Not really; the set of datatypes has problems. It uses Unicode, not binary data and not non-Unicode text. Numbers are usually interpreted as floating point numbers rather than integers, which can also be a problem. Keys can only be strings. And, other problems. So, the data types are not very good.

And, since it is a text format, it means that escaping is required.

> And while you have to write type converters all the time for datetime, BLOBs etc.

Not having a proper data type for binary means that you will need to encode it using different types and then avoids the benefit of JSON, anyways. So, I think JSON is not as helpful.

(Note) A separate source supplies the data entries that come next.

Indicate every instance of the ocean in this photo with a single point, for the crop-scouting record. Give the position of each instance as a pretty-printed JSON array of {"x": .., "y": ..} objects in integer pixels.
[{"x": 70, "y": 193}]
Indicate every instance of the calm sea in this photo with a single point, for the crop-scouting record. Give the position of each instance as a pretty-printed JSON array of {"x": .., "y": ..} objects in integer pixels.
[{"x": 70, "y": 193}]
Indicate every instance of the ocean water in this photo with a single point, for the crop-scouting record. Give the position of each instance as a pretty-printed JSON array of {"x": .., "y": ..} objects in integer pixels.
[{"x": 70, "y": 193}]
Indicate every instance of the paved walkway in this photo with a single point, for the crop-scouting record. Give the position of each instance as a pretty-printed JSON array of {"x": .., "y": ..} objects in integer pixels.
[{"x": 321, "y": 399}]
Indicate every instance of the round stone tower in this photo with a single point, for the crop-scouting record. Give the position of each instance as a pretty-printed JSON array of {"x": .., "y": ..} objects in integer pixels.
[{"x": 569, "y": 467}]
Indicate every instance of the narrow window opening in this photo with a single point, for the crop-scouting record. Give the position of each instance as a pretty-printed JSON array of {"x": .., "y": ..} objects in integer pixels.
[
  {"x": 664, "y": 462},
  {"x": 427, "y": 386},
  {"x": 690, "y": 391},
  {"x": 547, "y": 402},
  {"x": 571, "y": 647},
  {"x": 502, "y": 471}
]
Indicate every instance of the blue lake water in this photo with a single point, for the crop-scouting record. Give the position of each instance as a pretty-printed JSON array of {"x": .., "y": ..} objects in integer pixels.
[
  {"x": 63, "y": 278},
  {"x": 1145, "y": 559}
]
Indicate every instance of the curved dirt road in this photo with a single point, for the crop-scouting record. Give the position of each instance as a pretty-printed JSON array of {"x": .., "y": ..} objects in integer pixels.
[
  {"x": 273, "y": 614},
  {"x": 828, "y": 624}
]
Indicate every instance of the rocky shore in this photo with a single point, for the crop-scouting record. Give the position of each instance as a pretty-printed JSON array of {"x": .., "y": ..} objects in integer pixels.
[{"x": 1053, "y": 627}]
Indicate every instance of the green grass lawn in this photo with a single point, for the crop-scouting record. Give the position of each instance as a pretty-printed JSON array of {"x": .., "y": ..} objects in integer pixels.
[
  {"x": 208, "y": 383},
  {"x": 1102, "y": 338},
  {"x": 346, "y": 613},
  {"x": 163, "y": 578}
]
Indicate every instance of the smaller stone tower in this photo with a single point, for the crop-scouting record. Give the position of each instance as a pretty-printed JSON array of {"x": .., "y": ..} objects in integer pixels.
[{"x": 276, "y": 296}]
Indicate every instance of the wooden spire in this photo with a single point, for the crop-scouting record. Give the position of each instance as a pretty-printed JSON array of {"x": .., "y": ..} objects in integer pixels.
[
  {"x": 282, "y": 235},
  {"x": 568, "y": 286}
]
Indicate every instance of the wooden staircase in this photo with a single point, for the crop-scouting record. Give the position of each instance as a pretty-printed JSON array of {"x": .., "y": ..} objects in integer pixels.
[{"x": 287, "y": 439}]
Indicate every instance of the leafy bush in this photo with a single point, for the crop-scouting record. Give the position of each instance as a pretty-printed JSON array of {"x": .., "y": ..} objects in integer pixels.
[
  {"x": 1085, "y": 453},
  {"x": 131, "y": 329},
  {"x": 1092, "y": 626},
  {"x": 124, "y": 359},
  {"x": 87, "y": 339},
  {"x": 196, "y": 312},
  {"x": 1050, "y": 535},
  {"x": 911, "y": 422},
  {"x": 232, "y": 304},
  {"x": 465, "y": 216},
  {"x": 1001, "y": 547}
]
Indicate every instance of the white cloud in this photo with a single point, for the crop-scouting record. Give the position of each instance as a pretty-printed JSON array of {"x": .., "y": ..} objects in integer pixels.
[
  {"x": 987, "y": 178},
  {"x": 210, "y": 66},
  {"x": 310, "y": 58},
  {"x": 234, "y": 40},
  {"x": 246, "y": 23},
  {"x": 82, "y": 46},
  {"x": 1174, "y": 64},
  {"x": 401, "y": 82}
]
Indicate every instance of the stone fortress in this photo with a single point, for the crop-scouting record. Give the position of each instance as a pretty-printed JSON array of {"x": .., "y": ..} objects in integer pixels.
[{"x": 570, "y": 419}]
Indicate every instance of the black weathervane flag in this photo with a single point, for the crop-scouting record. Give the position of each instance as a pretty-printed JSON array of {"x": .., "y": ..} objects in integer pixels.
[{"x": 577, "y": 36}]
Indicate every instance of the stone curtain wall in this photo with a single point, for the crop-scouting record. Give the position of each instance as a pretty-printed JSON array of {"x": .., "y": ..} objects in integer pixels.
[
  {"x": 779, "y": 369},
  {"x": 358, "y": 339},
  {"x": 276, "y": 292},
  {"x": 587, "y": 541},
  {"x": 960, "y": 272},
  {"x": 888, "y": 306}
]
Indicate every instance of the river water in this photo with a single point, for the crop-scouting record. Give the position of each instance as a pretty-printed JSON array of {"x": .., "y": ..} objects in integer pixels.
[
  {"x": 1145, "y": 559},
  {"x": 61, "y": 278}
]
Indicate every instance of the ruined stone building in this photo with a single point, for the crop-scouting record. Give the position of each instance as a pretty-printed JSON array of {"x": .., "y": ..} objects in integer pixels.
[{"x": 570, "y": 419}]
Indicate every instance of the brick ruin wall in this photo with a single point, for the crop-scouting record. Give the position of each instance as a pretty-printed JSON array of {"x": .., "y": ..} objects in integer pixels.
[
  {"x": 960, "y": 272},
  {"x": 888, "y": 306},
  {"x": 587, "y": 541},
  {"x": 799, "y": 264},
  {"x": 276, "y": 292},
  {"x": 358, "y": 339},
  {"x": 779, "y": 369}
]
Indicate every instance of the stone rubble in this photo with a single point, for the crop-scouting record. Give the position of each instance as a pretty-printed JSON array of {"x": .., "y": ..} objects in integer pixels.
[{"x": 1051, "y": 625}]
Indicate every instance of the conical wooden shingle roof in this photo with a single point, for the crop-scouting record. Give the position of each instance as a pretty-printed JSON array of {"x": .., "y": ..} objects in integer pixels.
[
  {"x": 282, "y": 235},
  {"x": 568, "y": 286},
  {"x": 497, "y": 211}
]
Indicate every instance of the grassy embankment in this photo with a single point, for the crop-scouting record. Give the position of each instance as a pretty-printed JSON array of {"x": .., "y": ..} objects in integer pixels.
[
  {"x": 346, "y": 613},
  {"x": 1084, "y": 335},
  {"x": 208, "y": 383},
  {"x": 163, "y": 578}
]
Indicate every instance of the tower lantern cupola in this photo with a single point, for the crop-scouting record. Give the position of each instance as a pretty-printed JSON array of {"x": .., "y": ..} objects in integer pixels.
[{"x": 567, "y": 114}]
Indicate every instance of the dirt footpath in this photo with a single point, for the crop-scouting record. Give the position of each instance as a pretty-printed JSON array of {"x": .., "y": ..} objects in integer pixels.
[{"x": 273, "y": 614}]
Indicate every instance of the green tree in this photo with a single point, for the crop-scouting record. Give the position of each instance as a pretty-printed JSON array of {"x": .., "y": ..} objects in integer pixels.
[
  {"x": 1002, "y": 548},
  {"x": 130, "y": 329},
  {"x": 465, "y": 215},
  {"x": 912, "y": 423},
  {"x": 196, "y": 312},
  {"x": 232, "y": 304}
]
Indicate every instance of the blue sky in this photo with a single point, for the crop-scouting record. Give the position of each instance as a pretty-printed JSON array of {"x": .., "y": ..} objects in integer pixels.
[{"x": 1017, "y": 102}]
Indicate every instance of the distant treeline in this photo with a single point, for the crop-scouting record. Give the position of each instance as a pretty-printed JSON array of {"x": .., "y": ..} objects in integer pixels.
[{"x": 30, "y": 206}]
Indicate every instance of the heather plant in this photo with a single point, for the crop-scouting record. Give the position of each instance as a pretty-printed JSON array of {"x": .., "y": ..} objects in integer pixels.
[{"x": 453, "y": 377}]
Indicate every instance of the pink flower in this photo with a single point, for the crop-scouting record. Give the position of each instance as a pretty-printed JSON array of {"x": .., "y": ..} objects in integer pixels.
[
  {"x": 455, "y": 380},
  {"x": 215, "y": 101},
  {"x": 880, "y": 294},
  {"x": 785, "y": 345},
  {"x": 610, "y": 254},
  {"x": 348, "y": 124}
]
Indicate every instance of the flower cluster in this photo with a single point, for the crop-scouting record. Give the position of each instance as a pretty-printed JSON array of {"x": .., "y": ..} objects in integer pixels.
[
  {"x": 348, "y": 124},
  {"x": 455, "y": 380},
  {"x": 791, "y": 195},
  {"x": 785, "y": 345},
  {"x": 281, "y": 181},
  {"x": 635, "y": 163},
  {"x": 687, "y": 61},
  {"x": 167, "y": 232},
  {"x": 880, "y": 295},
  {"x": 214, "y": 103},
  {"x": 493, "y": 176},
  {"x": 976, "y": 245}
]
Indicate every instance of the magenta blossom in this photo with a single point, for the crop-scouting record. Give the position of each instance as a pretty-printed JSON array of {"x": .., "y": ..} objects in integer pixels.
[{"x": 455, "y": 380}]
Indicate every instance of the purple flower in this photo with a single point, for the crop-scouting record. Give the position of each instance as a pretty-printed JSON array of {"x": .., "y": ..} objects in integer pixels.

I think DER is better (you do not have to use all of the types; only the types that you are using is necessary to be implemented, because the format of DER makes it possible to skip anything that you do not care about), and I made up TER which is text based format which can be converted to DER (so, even though a binary data is represented as text, it is still representing the binary data type, rather than needing to use the wrong data type like JSON does).

> And you can complain or explain with JSON: "Comments not a feature?! WTF!" - Add a field with the key "comment"

But then it is a part of the data, which you might not want.

CBOR (and MsgPack) still embraces that simplicity. It provides the same types of key-value, lists, and basic values.

However the types are more precise allowing you to differentiate between int32’s or int64’s or between strings or bytes.

Essentially you can replace json with it and gain performance, less ambiguity but with the same flexibility. You do need a step to print CBOR in human readable form, but it has a standardized human readable form similar to a typed json.